ReplyDeleteOne more thing about movie newspaper ads, and those monthly calendar flyers small-town bijous would distribute: I remember getting frustrated at how the details in lurid half-tone artwork would melt into dots on close examination, especially on disreputable exploitation films.
ReplyDeleteW.C. Fields was so widely caricatured, especially in old cartoons, that we boomer kids felt a familiarity before we ever saw one of his movies. I recall old Paramount comedies being a staple of Sunday afternoons, highlighting Fields, the Marx Brothers, and Bob Hope. One UHF station branded the time slot as "W.C. Fields and Friends". What Universal was to monster kids, Paramount was to young wiseacres, inspiring ill-advised cracks and comebacks. Attitude has long since gone mainstream.
This would be a prime moment to plug your book "The Art of Selling Movies" here, as it provides deeper context to such intriguing artifacts as well as a wealth of better-preserved examples.

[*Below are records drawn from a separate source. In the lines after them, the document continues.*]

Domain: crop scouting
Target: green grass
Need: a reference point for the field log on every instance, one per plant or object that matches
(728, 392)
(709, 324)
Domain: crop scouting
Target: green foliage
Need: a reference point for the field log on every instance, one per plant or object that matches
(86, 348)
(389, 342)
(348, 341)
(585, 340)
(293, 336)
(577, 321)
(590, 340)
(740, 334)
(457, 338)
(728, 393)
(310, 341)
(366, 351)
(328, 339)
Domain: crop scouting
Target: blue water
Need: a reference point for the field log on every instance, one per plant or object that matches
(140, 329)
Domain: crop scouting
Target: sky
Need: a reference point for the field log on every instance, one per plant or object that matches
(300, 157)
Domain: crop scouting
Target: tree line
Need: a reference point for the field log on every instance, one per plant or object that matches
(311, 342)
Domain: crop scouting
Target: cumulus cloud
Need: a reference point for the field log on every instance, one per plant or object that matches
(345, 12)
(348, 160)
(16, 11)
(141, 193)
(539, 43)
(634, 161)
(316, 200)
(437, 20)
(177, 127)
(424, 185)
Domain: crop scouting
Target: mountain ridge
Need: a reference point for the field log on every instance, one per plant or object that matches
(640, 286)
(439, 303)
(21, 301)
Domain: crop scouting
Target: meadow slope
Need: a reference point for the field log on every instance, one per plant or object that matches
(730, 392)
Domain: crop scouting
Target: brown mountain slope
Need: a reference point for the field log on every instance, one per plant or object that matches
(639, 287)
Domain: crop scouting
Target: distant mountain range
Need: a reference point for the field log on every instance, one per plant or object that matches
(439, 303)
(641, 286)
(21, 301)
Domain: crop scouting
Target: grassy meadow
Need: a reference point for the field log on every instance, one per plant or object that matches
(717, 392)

GreenbriarPictureShows always is fascinating and informative, however it is also timely as well. I admit I was surprised to see a non-film related tweet from Ben Mankiewicz getting a response from someone who invoked Birth Of A Nation and President Wilson's appreciation of the film. Ben swiftly replied with a more nuanced view of President Wilson and The Birth Of A Nation.

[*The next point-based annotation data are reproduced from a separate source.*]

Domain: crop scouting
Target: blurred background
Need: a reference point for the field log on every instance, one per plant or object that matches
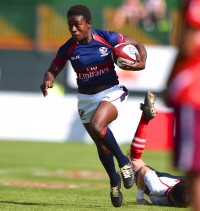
(30, 34)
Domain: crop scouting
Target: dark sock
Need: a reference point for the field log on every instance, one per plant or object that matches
(108, 163)
(110, 142)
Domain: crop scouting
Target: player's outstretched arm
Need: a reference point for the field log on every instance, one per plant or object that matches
(49, 78)
(140, 58)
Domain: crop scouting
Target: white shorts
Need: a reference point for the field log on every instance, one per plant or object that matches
(87, 104)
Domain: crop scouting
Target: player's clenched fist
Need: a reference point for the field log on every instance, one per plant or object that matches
(45, 86)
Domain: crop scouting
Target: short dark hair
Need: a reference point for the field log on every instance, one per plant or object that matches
(181, 194)
(79, 10)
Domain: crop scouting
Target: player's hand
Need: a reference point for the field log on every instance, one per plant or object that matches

ReplyDeleteSo do you think D.W. Griffith would have imagined his film would still be discussed and debated over 100 years later?

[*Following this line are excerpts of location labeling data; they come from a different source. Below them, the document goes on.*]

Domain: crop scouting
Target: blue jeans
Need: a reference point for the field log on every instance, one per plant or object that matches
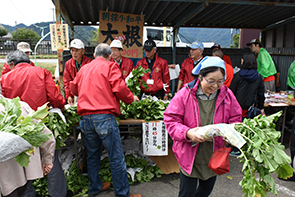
(188, 186)
(98, 130)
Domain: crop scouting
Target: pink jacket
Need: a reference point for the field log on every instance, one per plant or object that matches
(183, 114)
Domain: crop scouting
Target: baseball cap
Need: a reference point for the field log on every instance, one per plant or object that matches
(209, 61)
(24, 47)
(254, 41)
(215, 45)
(117, 44)
(149, 45)
(196, 44)
(77, 44)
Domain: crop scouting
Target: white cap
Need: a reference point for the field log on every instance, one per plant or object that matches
(24, 47)
(117, 44)
(77, 44)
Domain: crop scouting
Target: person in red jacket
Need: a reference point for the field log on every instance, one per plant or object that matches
(125, 63)
(35, 86)
(228, 67)
(73, 65)
(196, 55)
(100, 86)
(225, 57)
(24, 47)
(158, 79)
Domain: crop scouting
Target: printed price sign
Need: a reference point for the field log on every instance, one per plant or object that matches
(128, 28)
(155, 138)
(59, 37)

I have been rescuing microfilm elements for way too many years from Brazil and Argentina. While many of those have poor quality, many others are in very good shape. Fortunately, I'm able to get several digital scans and all of these images include elements like stills for very obscure Hollywood films from which there is nothing available. My favorite is the full page image for THE IRON MASK, featuring a nice drawing of Douglas Fairbanks and a title above that reads ¡Hablará! (he will speak)... and this one is not microfilm. From Brazil there are the collections of A SCENA MUDA and CINEARTE in both microfilm and digital scans versions.
ReplyDeleteThat copy of THE BIRTH was considerably shortened.